Horses have thick hair, obviously, and it’s difficult to tame, but many horse owners use Mane ‘n Tail on their noble steeds because it prevents their hair from breakage and shedding and also helps maintain  their manes and tails so it’s not rough, frizzy or tangled. Diane says that the secret ingredient in the product is hydrolyzed protein, which also helps with sealing split ends- making your hair look and feel stronger.

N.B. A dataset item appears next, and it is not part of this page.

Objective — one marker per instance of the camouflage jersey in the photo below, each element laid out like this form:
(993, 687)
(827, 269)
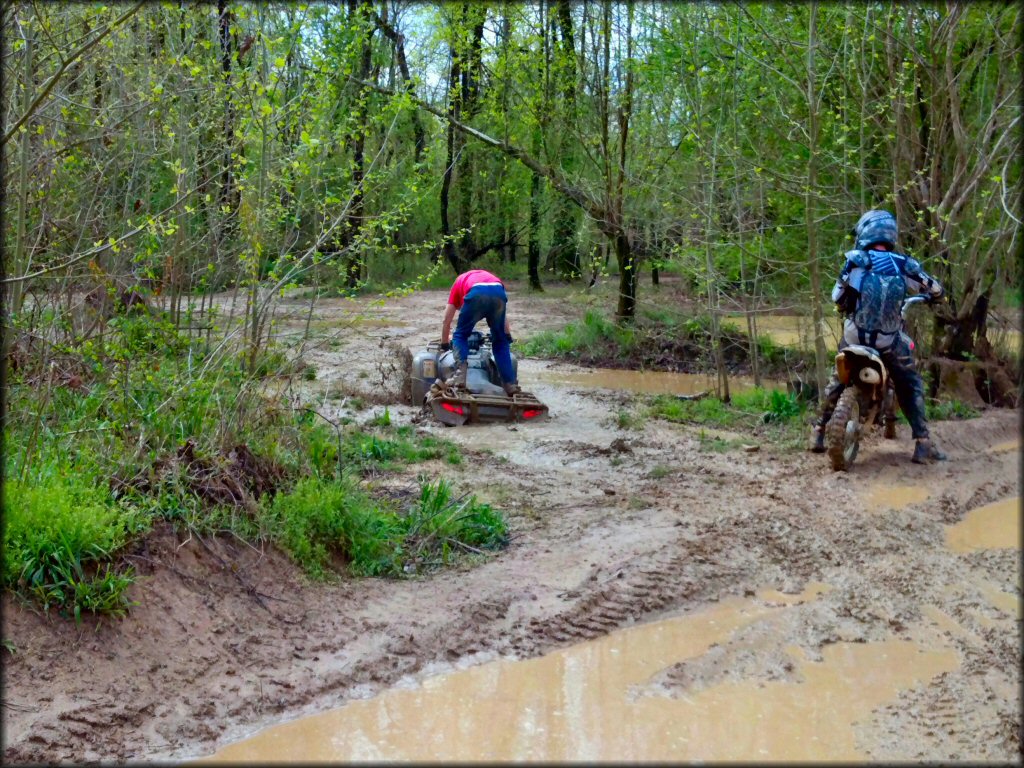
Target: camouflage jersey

“In our Mane ‘n Tail product, there is hydrolyzed protein, which helps you maintain the health of your hair and your scalp,” she says. She adds that the protein in the product is successful when it comes to grooming horses, and is just as successful when used by humans.

Personally, I had doubts when it came to using horse shampoo on my hair because mine was so thin, and I figured it’d make my hair greasy since the shampoo is meant for animals with insanely thick hair… but it actually gave my hair nice texture and made it shiny.

“It’s not a very weight-heavy product and neither is the conditioner,” she say. “It’s fine for any type of hair. We have all types of hair folks and animals that use the Mane ‘n Tail product,” from thin-haired “folks,” to cats who have the most delicate hair of all.

My Experience With Mane ‘n Tail

I LOVE Mane ‘n Tail and have been using it for 2 years now. Earlier this year, I  switched to another product by Moroccan Oil (an expensive brand) to switch up my routine, but still, my hair looked and felt better with the cheap animal stuff, so I switched back. For the price and its results, it really is a great buy- it makes you have beautiful hair, it’s cheaper than the desired brands and the conditioner also works as a leave-in product!

And I’m not just talkin’ to girls, I recommend this stuff for boys too and for all thin-haired and thick-haired people.  After all, look at me now….

Nahhh (no pun intended) … Just kidding. This is me now.

This was right after a haircut Kelly gave me this year.